My husband and I rescued a 9 week old Lab mix almost two weeks ago (now he is 11 weeks). He is wonderful and we love him so much already. He really is a good puppy, is good on commands, a quick learner, doesnt mess in the house when we are home, sleeps amazingly, doesnt mess in the cage overnight, etc however our only problem is that we both work full time. 
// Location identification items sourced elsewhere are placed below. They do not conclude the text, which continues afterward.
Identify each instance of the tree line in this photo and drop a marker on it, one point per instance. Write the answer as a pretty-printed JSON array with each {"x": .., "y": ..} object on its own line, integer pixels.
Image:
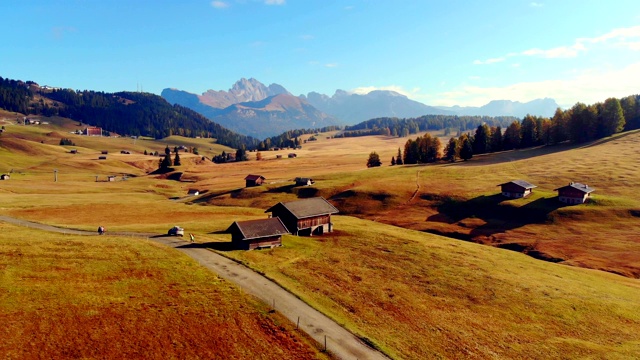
[
  {"x": 580, "y": 123},
  {"x": 405, "y": 127}
]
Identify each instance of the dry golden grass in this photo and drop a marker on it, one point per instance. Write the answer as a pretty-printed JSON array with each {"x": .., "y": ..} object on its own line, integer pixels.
[
  {"x": 413, "y": 294},
  {"x": 420, "y": 296},
  {"x": 113, "y": 298}
]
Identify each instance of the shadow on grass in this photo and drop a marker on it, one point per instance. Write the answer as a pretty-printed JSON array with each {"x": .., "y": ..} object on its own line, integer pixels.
[{"x": 496, "y": 212}]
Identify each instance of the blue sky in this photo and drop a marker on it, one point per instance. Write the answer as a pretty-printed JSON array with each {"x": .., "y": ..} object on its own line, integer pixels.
[{"x": 438, "y": 52}]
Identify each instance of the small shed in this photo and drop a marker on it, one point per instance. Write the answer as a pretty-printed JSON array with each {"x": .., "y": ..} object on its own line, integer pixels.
[
  {"x": 305, "y": 217},
  {"x": 304, "y": 181},
  {"x": 516, "y": 189},
  {"x": 574, "y": 193},
  {"x": 254, "y": 180},
  {"x": 257, "y": 234}
]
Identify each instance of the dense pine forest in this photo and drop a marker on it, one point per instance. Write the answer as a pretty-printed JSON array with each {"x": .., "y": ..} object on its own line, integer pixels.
[{"x": 125, "y": 113}]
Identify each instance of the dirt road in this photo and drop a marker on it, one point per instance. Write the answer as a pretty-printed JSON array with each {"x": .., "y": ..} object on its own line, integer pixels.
[{"x": 339, "y": 341}]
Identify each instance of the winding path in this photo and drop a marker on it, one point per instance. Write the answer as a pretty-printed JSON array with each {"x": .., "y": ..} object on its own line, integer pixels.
[{"x": 339, "y": 341}]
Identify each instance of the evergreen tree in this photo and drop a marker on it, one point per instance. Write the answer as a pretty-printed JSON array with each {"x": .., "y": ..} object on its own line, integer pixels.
[
  {"x": 450, "y": 150},
  {"x": 511, "y": 138},
  {"x": 496, "y": 139},
  {"x": 631, "y": 112},
  {"x": 374, "y": 160},
  {"x": 559, "y": 126},
  {"x": 482, "y": 139},
  {"x": 528, "y": 132},
  {"x": 165, "y": 163},
  {"x": 612, "y": 118},
  {"x": 176, "y": 160}
]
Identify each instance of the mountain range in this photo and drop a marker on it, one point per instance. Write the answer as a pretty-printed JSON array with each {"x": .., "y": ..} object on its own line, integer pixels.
[{"x": 252, "y": 108}]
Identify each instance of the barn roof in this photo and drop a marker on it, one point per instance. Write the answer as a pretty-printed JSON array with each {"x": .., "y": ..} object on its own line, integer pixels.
[
  {"x": 254, "y": 229},
  {"x": 578, "y": 186},
  {"x": 521, "y": 183},
  {"x": 307, "y": 207},
  {"x": 299, "y": 179}
]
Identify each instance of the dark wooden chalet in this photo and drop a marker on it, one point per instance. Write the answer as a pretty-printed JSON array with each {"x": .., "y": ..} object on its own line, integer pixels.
[
  {"x": 305, "y": 217},
  {"x": 254, "y": 180},
  {"x": 257, "y": 234},
  {"x": 574, "y": 193},
  {"x": 516, "y": 189},
  {"x": 304, "y": 181}
]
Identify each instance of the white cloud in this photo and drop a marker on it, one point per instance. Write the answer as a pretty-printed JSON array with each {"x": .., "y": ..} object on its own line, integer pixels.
[
  {"x": 588, "y": 86},
  {"x": 626, "y": 38},
  {"x": 219, "y": 4}
]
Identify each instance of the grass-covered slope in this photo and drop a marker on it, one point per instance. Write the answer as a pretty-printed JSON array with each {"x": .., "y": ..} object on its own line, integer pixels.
[
  {"x": 65, "y": 296},
  {"x": 421, "y": 296}
]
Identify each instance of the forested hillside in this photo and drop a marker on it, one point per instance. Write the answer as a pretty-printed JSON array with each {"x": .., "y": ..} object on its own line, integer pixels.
[
  {"x": 125, "y": 113},
  {"x": 405, "y": 127}
]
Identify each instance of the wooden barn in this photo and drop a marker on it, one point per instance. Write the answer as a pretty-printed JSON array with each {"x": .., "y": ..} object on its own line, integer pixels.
[
  {"x": 305, "y": 217},
  {"x": 92, "y": 131},
  {"x": 254, "y": 180},
  {"x": 516, "y": 189},
  {"x": 304, "y": 181},
  {"x": 574, "y": 193},
  {"x": 257, "y": 234}
]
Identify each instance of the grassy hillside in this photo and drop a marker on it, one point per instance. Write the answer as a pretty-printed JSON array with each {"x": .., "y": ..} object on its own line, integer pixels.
[
  {"x": 421, "y": 296},
  {"x": 411, "y": 293}
]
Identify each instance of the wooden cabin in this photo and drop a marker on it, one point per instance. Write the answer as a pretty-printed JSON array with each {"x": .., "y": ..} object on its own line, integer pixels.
[
  {"x": 305, "y": 217},
  {"x": 257, "y": 234},
  {"x": 92, "y": 131},
  {"x": 304, "y": 181},
  {"x": 254, "y": 180},
  {"x": 574, "y": 193},
  {"x": 516, "y": 189}
]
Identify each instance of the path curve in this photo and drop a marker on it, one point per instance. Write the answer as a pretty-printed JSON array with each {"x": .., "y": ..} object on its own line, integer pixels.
[{"x": 340, "y": 342}]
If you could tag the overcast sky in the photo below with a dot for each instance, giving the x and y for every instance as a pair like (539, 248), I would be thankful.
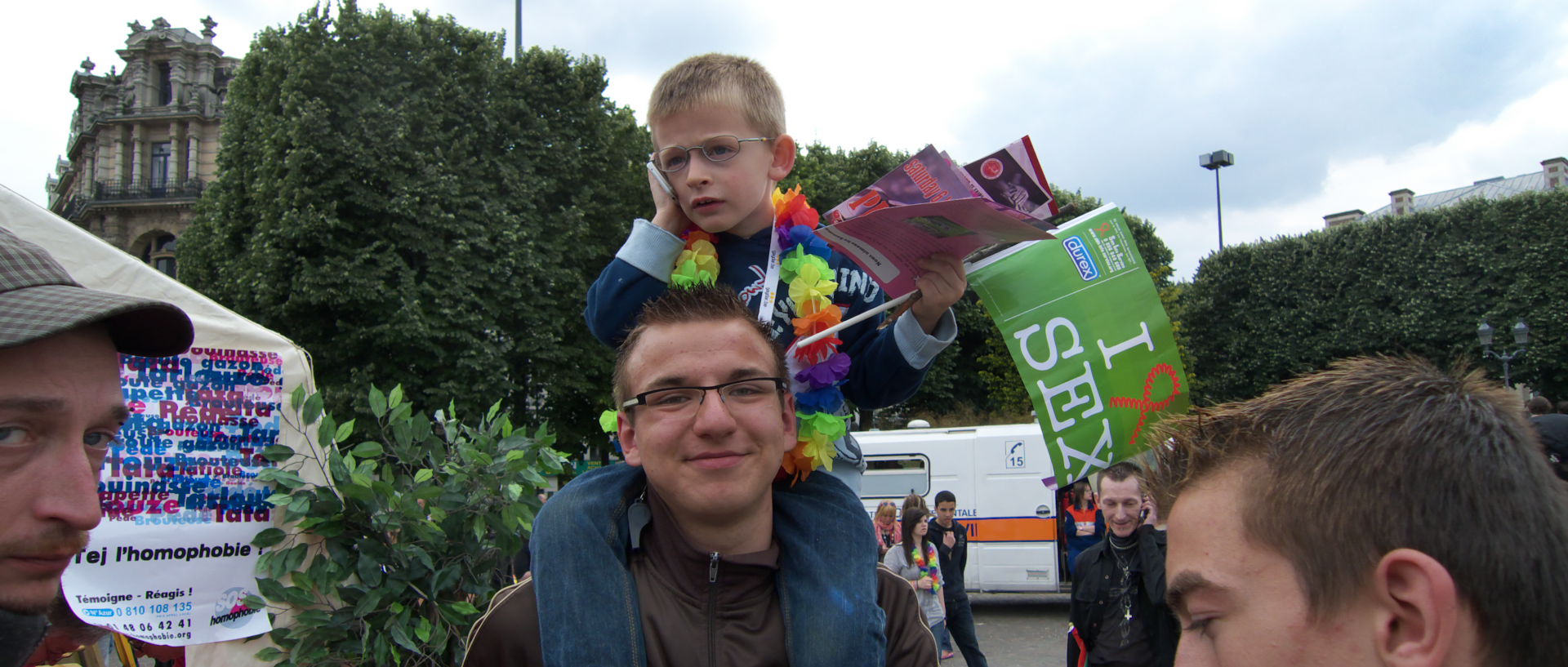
(1329, 105)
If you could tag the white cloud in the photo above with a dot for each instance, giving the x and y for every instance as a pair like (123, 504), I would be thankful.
(1329, 105)
(1509, 145)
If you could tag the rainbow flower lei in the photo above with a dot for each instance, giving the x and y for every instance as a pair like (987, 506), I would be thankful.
(819, 368)
(816, 370)
(929, 564)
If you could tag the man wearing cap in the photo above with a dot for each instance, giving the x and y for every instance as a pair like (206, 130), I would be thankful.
(60, 409)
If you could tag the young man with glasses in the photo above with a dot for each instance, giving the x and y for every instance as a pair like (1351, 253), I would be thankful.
(706, 419)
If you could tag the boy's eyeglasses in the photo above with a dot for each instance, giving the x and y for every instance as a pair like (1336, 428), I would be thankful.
(715, 151)
(686, 400)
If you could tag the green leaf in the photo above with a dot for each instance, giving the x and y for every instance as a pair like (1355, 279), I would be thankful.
(369, 571)
(400, 636)
(269, 537)
(344, 431)
(313, 409)
(295, 558)
(272, 589)
(422, 629)
(378, 402)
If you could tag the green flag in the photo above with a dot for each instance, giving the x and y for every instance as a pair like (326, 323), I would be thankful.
(1090, 340)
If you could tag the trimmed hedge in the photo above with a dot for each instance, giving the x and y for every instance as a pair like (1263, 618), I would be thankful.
(1418, 284)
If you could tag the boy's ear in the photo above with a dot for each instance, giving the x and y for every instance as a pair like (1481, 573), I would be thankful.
(783, 158)
(627, 434)
(1416, 609)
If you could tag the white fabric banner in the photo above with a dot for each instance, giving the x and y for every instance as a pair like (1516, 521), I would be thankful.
(172, 559)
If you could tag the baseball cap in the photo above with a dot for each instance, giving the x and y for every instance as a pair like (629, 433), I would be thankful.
(38, 300)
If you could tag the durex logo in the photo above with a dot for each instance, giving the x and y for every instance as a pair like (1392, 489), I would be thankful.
(1080, 257)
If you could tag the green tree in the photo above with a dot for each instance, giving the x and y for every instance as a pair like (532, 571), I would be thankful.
(1418, 284)
(830, 176)
(392, 561)
(416, 209)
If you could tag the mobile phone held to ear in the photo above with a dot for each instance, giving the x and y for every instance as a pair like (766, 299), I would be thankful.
(664, 182)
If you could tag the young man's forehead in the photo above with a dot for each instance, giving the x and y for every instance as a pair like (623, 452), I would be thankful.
(649, 362)
(1120, 487)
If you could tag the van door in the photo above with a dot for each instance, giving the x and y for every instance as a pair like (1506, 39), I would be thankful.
(1013, 536)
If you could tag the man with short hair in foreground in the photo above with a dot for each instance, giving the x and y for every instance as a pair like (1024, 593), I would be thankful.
(1380, 513)
(706, 420)
(60, 409)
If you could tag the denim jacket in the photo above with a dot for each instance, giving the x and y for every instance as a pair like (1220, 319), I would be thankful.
(587, 598)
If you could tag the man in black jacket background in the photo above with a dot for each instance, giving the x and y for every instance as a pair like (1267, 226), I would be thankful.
(1118, 614)
(952, 550)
What is the appropriate way to crate train when both parents work full time? Over the past two weeks we have left him in his crate while we are gone that is "just the right size" (enough to stand, sit, lay and turn over - as we were instructed to do so through readings) he has a blanket, bedding and toys in there. The issue is he is still a puppy and there is no way we can expect him not to have an accident for that long of time periods. Every afternoon when i return from work i smell his blanket and wind up washing it because it smells like amonia (pee). I am sick of 1. washing his blanket every night and 2. more importantly, knowing that he is laying in an amonia filled blanket every day while i am at work. He shouldnt have to lay in his own pee. 

.... when we leave for work should we open up the divider in his cage and have newspaper towards the back so he can use the news paper when he has to pee and not his bed? our house is an open floor plan so it's not like we can section him off in say the kitchen with a baby gate while we are gone so he has a larger area to rome. 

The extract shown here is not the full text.